Aberdeenshire UNISON
       
 
 

Pay Update 9 April 2008

Scotland's local government unions say no to three-year pay offer and call on members to reject.

On 9th April, UNISON along with the other two unions representing Scotland's Local Government workers (GMB and Unite (T&G)) rejected a three-year pay offer from CoSLA, the Local Government employers.

Negotiators have managed improve the original offer from 2.2%, then to 2.3% and recently to 2.5%. But 2.5% in each of the next three years is still not good enough.

The unions will now call on their members in Local Government to reject the employers' offer in a full consultation.

The CoSLA offer given in early March, spanned three years, proposing rises of 2.5% in 2008, 2.5% in 2009 and a further 2.5% in 2010. The trade unions have been taking soundings from their members on this offer. Last November the unions submitted a pay claim looking for a rise of £1,000 or 5% in 2008.

Dougie Black, UNISON ScotlandDougie Black of UNISON Scotland, who is the trade union side secretary, said: "All three trade unions have rejected the employers' offer. There is a great deal of anger at the employers' insistence on a 3 year deal and their continuing refusal to agree a re-opener clause linked to inflation. The offer is already less than inflation, and without a re-opener clause our members are being asked to buy a pig in a poke."
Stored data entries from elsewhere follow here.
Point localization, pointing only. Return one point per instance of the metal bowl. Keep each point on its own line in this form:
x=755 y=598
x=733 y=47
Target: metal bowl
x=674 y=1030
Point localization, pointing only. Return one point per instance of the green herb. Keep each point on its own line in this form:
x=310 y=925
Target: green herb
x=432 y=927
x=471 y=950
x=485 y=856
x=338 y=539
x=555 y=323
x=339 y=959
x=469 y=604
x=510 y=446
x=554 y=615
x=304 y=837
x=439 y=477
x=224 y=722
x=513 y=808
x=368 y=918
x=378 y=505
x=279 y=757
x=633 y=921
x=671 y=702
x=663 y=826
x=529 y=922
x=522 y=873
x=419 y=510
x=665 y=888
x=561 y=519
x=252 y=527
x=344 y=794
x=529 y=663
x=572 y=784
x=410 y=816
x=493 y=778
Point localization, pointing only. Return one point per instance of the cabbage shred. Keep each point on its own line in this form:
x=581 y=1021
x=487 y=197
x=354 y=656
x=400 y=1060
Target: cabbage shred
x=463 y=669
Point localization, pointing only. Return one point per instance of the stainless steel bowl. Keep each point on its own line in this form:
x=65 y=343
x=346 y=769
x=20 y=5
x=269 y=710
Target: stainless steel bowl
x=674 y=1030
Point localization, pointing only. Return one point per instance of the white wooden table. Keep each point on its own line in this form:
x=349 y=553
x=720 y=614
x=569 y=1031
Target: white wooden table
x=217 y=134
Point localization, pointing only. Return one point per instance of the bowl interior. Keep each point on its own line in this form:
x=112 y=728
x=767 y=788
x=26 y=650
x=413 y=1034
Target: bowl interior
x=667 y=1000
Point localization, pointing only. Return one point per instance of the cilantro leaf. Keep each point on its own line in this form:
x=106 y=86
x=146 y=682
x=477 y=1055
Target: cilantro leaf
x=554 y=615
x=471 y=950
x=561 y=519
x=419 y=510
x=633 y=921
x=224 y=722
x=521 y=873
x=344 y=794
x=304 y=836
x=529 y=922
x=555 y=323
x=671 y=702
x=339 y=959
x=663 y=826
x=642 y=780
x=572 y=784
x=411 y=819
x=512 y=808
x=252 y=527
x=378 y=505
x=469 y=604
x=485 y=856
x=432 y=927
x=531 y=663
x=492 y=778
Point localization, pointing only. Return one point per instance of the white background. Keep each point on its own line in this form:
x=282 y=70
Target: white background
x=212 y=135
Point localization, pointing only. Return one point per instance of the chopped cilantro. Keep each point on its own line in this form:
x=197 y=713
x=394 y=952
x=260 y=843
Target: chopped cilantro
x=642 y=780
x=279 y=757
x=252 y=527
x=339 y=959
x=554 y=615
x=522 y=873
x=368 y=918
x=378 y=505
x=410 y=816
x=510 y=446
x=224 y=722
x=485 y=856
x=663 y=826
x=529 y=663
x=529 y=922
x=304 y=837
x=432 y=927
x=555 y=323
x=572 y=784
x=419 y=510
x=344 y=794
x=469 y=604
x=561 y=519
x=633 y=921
Bob Revie, Branch SecretaryBob Revie, Branch Chair and Vice-Chair of the Scottish Local Government Committee said, "The Scottish Local Government Conference on 4th April voted overwhelmingly for a rejection of this offer because it does not meet the aspirations of our members and because it ties us in to a 3 year deal when we cannot possibly know what inflation might do over that time. Representatives of branches across Scotland gave a commitment to campaign for rejection of this offer in a full consultation with members."

"Councillors should be aware that our members are serious about this offer being unacceptable," added Dougie. "CoSLA have said they want to make 'efficiency savings so they can reinvest in services. One of those investments should be in the workforce that delivers these services. If you want first class public services, if you want the sick and elderly cared for, your children well-educated and protected and your streets clean and safe, cutting the pay of public sector workers is the wrong way to go about it."
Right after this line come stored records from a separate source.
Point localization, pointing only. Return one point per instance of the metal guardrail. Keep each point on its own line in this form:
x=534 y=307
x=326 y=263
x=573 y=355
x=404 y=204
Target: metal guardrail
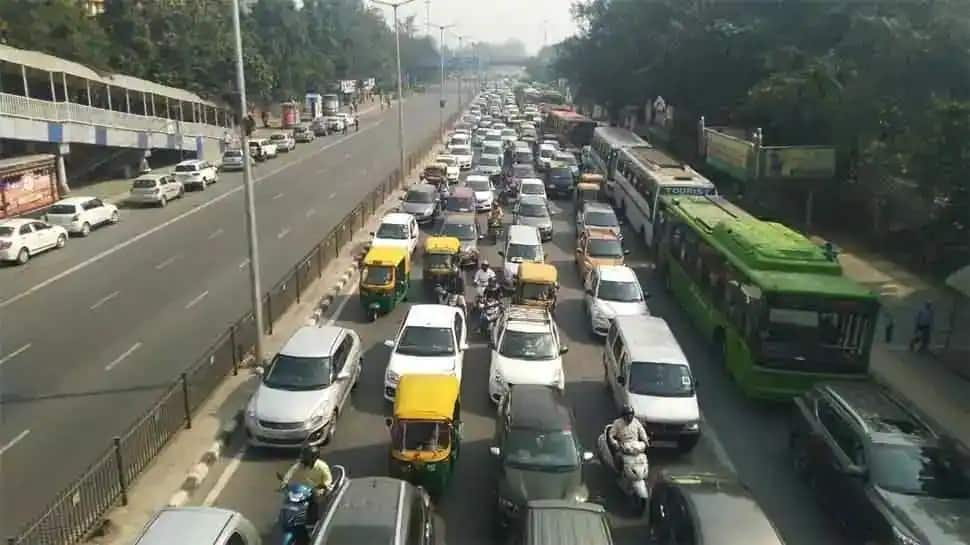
x=81 y=506
x=69 y=112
Alec McLuckie, Senior Organiser of GMB Scotland said: "Clearly rejection of this offer places us on a course for industrial action, and all three trade unions recognise the need to coordinate a joint campaign supported by campaigning materials and briefings outlining our concerns with the offer."
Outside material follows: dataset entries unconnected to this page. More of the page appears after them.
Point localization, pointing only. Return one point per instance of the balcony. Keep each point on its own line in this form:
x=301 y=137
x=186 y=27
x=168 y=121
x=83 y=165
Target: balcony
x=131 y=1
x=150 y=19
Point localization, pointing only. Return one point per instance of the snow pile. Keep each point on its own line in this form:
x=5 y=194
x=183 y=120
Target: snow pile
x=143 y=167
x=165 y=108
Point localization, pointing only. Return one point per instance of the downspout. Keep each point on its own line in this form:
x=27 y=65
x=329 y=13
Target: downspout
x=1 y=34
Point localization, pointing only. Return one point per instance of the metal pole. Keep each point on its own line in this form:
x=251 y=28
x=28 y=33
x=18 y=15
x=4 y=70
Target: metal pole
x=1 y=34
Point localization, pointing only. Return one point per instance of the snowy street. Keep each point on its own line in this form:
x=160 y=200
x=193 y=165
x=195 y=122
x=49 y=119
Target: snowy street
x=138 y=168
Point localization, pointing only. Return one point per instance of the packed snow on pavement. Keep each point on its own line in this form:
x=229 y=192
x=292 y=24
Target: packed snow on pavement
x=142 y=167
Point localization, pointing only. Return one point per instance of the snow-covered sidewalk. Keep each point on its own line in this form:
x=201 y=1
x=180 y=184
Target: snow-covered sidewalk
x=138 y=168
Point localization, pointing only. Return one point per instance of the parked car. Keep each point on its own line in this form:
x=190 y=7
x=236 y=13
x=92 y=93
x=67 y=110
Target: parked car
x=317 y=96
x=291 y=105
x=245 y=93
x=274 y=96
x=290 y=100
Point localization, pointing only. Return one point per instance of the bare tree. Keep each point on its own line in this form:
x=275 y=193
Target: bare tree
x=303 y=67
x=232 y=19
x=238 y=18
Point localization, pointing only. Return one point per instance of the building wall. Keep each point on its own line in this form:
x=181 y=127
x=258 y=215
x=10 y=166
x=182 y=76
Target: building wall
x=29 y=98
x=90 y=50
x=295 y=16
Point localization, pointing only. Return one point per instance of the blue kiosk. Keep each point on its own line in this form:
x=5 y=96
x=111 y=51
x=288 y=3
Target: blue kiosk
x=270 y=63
Jimmy Farrelly, Senior Organiser of Unite (T&G Scottish section) said: "The offer doesn't approach the current rate of inflation, let alone begin to catch up the loss staff have suffered over recent years and it skews the pay scales, increasing the gap between higher and lower paid - for our lowest paid workers the increase after 3 years is around 50p! This is effectively a pay cut."

Notes:
1) There are around 220,000 local government staff in Scotland.

2) The unions have also submitted pay claims for local government workers elsewhere in the UK calling for a similar rise. Both have as a key element, increases to provide low paid members with a living wage. (Flat rate claims of £1,000 per year (in Scotland) or 50p an hour (elsewhere).